Science, Now + Beyond

The Super Blue Blood Moon is coming this Wednesday. Here’s how to watch it.

Yes, really.

When I was pregnant in 2016, there happened to be a few celestial events.

During one lunar eclipse, I got very strict orders from back home to not go out during the eclipse, to not touch anything sharp and to lie down straight all day. The strictness of these instructions and authority of the source made me resent eclipses. Which is a shame as it made me miss out on the biggest celestial event of 2017: the total solar eclipse that happened in August 2017.

It turns out I didn’t miss out on much as I was situated in the UK and the event that had most of United States out in a massive party was extremely underwhelming in here. The moon only covered a tiny fraction of the Sun.

This year in January, however, an event nothing short of phenomenal is occurring. It is something that only happens once in a blue moon (pun intended).

Animated young blonde girl with green eyes jumping up and down in excitement
giphy.com

On January 31st we will witness a Super Moon, a blue moon and a total lunar eclipse all at the same time! The last time this happened was almost 150 years ago. Although Time.com reports  Wright and Fred Espenak, a famed eclipse expert, and retired NASA astrophysicist, said the last total lunar eclipse during a super blue moon was on Dec. 30, 1982.
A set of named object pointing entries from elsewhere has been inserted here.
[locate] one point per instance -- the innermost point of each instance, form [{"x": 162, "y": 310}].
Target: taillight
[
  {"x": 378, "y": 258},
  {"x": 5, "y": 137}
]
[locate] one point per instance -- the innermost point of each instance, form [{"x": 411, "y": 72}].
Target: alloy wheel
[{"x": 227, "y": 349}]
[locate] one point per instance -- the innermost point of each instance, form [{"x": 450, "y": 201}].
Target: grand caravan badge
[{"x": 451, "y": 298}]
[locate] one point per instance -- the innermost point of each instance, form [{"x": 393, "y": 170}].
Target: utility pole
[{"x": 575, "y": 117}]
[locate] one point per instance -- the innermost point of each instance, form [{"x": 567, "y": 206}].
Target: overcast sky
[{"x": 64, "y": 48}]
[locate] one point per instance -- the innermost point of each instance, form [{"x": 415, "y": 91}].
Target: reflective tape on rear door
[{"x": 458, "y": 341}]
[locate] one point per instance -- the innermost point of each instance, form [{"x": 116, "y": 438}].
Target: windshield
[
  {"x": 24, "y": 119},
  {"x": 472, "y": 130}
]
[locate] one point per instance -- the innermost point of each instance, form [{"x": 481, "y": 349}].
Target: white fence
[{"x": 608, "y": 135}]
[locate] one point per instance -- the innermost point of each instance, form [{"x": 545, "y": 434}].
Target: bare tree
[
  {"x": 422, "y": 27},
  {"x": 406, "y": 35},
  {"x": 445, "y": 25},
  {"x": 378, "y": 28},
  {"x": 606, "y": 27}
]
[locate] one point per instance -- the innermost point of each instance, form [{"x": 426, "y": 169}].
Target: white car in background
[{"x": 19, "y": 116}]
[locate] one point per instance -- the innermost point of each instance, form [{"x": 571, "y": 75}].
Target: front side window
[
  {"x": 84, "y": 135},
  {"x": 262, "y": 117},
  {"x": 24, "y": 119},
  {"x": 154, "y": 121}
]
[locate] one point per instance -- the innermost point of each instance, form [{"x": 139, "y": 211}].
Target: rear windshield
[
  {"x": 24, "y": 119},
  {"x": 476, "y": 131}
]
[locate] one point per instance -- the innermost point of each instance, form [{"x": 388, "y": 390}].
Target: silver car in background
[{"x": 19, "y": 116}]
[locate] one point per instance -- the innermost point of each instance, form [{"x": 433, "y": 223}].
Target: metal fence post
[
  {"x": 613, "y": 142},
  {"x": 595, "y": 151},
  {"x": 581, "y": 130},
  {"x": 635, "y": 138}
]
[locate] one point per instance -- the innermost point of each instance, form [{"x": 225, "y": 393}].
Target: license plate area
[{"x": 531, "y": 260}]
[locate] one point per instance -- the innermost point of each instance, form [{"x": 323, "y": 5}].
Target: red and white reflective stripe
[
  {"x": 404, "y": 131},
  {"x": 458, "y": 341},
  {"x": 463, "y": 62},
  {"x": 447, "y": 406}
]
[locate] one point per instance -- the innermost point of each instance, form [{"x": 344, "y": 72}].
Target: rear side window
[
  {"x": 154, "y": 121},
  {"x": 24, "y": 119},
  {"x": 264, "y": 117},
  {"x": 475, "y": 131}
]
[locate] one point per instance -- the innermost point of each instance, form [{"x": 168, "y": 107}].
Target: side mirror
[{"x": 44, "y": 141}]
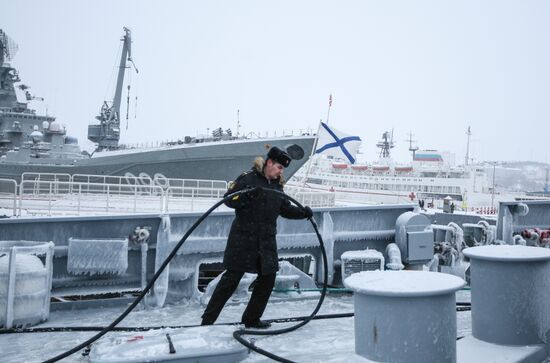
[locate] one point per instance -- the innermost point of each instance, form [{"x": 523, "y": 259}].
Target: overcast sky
[{"x": 427, "y": 67}]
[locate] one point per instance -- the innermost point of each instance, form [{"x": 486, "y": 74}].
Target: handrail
[{"x": 11, "y": 181}]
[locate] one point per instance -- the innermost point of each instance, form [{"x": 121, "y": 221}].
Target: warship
[{"x": 34, "y": 143}]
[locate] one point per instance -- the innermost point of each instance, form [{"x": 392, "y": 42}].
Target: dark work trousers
[{"x": 227, "y": 285}]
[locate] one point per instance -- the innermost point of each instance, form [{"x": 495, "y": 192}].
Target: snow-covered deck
[{"x": 329, "y": 340}]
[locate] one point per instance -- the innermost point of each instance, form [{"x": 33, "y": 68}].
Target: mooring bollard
[
  {"x": 405, "y": 316},
  {"x": 510, "y": 293}
]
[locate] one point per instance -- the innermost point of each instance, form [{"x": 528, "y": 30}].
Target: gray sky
[{"x": 430, "y": 67}]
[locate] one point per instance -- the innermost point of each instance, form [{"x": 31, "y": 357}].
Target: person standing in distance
[{"x": 251, "y": 245}]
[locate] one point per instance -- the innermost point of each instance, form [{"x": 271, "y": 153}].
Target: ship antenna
[
  {"x": 238, "y": 122},
  {"x": 329, "y": 106},
  {"x": 467, "y": 157},
  {"x": 386, "y": 144},
  {"x": 412, "y": 148}
]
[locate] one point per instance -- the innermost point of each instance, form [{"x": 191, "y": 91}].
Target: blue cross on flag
[{"x": 336, "y": 143}]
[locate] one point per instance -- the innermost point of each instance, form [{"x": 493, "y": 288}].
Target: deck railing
[{"x": 63, "y": 194}]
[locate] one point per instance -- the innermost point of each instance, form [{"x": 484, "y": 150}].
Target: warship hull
[{"x": 222, "y": 160}]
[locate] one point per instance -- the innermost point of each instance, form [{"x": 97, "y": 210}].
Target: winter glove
[
  {"x": 254, "y": 193},
  {"x": 308, "y": 213}
]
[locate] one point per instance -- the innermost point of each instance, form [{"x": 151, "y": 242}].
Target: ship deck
[{"x": 318, "y": 341}]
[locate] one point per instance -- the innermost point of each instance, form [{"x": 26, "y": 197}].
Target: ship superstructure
[{"x": 35, "y": 143}]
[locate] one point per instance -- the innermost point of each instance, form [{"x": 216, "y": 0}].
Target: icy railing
[
  {"x": 8, "y": 193},
  {"x": 311, "y": 198},
  {"x": 48, "y": 194}
]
Here is how that will work:

A blue moon is when a full moon comes up twice in one month, the occurrence is not as rare as the phrase suggests. The moon on the 31st however, will not be blue. It will most likely be red or coppery which is a characteristic of a total eclipse.

A full blue moon
giphy.com

A supermoon is when the moon is closest to earth. The moon’s average distance is While the moon’s average distance is 238,000 miles (382,900 km) from Earth.

On 31st January, it will be the about 221,559 miles (356,565 kilometers) from Earth. Because the moon will be its closest to Earth, it will appear 14% larger and 30% brighter.

And now for the best part: the eclipse. To brush up on our elementary science a lunar eclipse is when the Earth gets in between the Sun and the Moon. For the eclipse to happen the earth and the moon have to align. So, to sum it up, on the 31st of January we will have a super blue moon. The earth will then orbit in between the sun and the moon and we will witness a total lunar eclipse. Amazing right?!

The Eclipse will begin at 07.51 a.m. ET and will be visible from the western Pacific Ocean, Alaska, western Canada, Australia, New Zealand, Hawaii, Indonesia, the Philippines, China, and Japan. Since the event starts at sunrise, North Americans will only be able to see a partial eclipse.

Depending on where you are in the world, I hope you remember to schedule a viewing of this phenomenal celestial event. It took (possibly) 150 years in the making, you might not be around for the next time this happens! And scary myths aside, nothing short of another pregnancy will keep me away from this one.

And if one lunar eclipse wasn’t enough, we have another one in store for us later this year! On July 27th, viewers from South America, Europe, Australia, Africa and Asia will have a chance to view the moon as small as it possibly can be. The moon will eclipse when it will be furthest away from Earth, making it the smallest moon of 2018. According to National Geographic, “the moon will travel through the darkest part of Earth’s shadow, potentially making this a particularly deep total eclipse.”

Two lunar eclipses occurring at two different times but in the same year. I wouldn’t miss it for the world.